X
Business

20 hours to upgrade Windows 7 ... maybe, but it's a fringe case

Last Friday Chris Hernandez, a Microsoft Software Engineer, posted benchmark result data to show how Microsoft had managed to get the Windows 7 upgrade time to be faster than, or at least equal within the five percent, to the Vista SP1 upgrade time. One data point however stands out in this sea of numbers, and that's the one that shows how upgrading from Vista to Windows 7 (32-bit) where the system has 650Gb of data and 40 applications could take as long as 1215 minutes on mid-range hardware.
Written by Adrian Kingsley-Hughes, Senior Contributing Editor

Last Friday Chris Hernandez, a Microsoft Software Engineer, posted benchmark result data to show how Microsoft had managed to get the Windows 7 upgrade time to be faster than, or at least equal within the five percent, to the Vista SP1 upgrade time. One data point however stands out in this sea of numbers, and that's the one that shows how upgrading from Vista to Windows 7 (32-bit) where the system has 650Gb of data and 40 applications could take as long as 1215 minutes on mid-range hardware.
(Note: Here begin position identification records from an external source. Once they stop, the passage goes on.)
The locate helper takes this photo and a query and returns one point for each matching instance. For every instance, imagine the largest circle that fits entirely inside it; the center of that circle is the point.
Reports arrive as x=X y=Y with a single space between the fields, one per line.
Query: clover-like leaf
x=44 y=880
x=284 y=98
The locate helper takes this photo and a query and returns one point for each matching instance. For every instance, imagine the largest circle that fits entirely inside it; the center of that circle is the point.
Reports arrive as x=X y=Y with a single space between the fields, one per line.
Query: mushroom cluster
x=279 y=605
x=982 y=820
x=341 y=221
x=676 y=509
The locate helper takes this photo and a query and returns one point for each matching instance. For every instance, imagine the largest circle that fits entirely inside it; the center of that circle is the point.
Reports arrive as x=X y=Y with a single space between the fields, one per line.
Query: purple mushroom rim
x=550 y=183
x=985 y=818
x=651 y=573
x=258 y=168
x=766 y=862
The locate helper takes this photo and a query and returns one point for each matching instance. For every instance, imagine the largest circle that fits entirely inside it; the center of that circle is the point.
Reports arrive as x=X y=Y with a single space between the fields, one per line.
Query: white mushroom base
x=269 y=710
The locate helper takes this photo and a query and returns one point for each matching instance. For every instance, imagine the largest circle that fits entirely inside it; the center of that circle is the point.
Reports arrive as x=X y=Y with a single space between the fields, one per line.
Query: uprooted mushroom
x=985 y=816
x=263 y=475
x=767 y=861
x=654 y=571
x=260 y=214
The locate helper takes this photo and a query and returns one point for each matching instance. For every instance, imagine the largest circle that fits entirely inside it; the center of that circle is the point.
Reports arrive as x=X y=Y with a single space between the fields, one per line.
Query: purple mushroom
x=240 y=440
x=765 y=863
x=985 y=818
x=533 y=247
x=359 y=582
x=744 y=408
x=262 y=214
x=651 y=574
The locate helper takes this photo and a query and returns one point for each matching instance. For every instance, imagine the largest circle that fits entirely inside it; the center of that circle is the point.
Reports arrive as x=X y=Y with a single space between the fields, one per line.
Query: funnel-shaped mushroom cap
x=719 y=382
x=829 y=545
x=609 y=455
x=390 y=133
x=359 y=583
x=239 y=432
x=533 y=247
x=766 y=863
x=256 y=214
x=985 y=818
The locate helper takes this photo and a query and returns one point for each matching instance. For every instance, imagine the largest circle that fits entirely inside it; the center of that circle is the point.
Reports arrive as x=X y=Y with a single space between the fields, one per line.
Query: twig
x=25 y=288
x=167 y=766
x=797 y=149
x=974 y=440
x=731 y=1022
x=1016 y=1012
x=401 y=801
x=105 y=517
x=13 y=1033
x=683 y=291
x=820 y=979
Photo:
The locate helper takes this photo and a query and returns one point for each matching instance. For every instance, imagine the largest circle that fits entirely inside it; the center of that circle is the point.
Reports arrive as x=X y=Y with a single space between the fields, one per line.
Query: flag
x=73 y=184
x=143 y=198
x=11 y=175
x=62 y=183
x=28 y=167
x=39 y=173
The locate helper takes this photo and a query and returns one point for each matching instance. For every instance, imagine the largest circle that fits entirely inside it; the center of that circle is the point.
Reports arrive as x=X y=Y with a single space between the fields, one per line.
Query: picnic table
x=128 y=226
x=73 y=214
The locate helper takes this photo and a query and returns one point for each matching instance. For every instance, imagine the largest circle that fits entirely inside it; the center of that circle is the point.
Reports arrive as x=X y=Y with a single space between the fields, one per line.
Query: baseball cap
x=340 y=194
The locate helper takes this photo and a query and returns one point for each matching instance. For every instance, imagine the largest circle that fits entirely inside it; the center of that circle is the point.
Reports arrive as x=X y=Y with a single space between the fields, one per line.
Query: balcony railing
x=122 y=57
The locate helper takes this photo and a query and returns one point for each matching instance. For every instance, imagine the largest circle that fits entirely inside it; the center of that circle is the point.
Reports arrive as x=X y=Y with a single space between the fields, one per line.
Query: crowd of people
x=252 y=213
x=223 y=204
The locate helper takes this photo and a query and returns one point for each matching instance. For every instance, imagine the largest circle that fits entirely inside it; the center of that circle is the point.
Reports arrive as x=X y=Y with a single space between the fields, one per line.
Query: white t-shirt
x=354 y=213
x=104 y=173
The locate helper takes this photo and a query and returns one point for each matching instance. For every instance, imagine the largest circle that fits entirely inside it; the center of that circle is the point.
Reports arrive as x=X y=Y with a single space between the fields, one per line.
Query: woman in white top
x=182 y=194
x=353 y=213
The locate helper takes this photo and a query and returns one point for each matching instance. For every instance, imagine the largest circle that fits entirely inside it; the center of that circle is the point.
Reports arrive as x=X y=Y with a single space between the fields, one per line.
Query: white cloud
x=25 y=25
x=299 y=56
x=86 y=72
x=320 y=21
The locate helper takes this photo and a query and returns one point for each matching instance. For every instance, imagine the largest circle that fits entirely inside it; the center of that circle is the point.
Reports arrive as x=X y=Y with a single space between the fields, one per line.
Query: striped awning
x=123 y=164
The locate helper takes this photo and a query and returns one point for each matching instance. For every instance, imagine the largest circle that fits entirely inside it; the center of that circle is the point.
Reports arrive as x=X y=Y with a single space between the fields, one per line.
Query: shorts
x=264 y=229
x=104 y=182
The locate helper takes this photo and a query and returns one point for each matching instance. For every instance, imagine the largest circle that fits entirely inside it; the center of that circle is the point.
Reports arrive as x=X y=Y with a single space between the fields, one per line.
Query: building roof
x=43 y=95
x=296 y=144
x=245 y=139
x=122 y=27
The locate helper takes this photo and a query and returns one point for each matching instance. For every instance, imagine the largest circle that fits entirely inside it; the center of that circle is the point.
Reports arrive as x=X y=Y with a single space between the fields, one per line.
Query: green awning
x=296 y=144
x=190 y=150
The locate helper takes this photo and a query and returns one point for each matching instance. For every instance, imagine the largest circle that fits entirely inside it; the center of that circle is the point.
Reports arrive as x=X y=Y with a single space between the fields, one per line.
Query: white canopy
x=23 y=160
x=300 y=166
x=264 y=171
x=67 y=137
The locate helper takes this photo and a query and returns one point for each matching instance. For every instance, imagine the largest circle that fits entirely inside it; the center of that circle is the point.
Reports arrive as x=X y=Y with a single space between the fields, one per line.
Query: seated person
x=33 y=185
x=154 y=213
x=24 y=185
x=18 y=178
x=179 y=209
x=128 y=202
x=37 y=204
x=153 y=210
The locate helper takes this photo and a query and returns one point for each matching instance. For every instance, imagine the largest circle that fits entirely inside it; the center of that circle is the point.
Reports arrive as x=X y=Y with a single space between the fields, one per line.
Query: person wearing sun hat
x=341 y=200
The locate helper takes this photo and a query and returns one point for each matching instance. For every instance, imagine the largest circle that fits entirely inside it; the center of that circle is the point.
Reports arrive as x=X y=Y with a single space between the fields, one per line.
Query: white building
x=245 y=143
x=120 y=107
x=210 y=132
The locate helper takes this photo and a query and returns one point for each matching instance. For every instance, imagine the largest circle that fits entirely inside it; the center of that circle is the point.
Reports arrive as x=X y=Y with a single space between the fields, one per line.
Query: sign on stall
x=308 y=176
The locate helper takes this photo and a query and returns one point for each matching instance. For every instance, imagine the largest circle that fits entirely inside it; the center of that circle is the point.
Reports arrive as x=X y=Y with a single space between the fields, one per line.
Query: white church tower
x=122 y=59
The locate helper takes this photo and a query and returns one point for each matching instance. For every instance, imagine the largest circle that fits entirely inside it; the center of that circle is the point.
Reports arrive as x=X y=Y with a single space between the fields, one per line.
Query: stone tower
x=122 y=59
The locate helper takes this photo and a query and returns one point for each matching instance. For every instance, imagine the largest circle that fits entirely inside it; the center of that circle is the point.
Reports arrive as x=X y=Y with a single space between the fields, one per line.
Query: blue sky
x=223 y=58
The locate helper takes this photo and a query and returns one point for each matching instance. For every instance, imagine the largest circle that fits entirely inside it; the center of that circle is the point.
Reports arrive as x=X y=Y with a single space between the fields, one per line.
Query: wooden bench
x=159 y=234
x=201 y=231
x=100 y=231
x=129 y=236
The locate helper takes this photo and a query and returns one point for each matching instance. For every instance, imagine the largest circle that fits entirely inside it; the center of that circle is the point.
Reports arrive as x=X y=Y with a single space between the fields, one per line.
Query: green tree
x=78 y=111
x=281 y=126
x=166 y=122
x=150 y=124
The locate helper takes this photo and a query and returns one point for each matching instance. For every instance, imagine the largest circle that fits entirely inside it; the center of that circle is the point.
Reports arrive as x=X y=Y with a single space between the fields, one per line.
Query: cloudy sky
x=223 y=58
Note: In case you're wondering, 1215 minutes works out at around 20 hours, 15 minutes.

Now, from a plain PR point of view, releasing these numbers seems crazy, after all, people are going to latch onto that 20 hour figure and run with it. After all, it's a pretty big number, but it's a number that has to be taken in context.

First, Hernandez has been open and published data for the Vista SP1 to Vista SP1 upgrade (more commonly used as a way to repair a system), and for similar hardware and data/application levels, the same upgrade takes 1306 minutes, fully 91 minutes longer.

Secondly, a data load of 650GB stored within user profiles, along with 40 applications installed is a lot of data. In fact, 650GB of files, 40 applications, plus Windows all crammed onto a single 1TB doesn't leave much breathing room for an upgrade.

Finally, unless you're a total data litter bug and cram your user profiles with videos, I can't see many reaching this data level. Those that do handle a lot of data keep it separate to their Windows profile, such as on a separate partition, or better still, drive.

That said, I'm not letting Microsoft off the hook that easily. One of the issues that I feel needs addressing in Windows is how Microsoft encourages users to store data on their Windows drive/partition when there are other drives/partitions available. Windows doesn't do enough to encourage the user to store files on separate drives, and external drives. In fact, it's all too easy for inexperienced users to fill their desktop with files.

I've carried out a few Vista SP1 to Windows 7 upgrades on a few mid-range systems that I class as "in use" and home to both a modest amount of data and applications and these systems were upgraded in under two hours. It would have to be a very cluttered, very full system for the upgrade to take nearly a day!

Ideally though, it's best to do a clean install and copy your data back across and then reinstall your applications. That way you get the best possible upgrade, and the least hassles. It seems like more hassle initially, but in the long run it's worth it!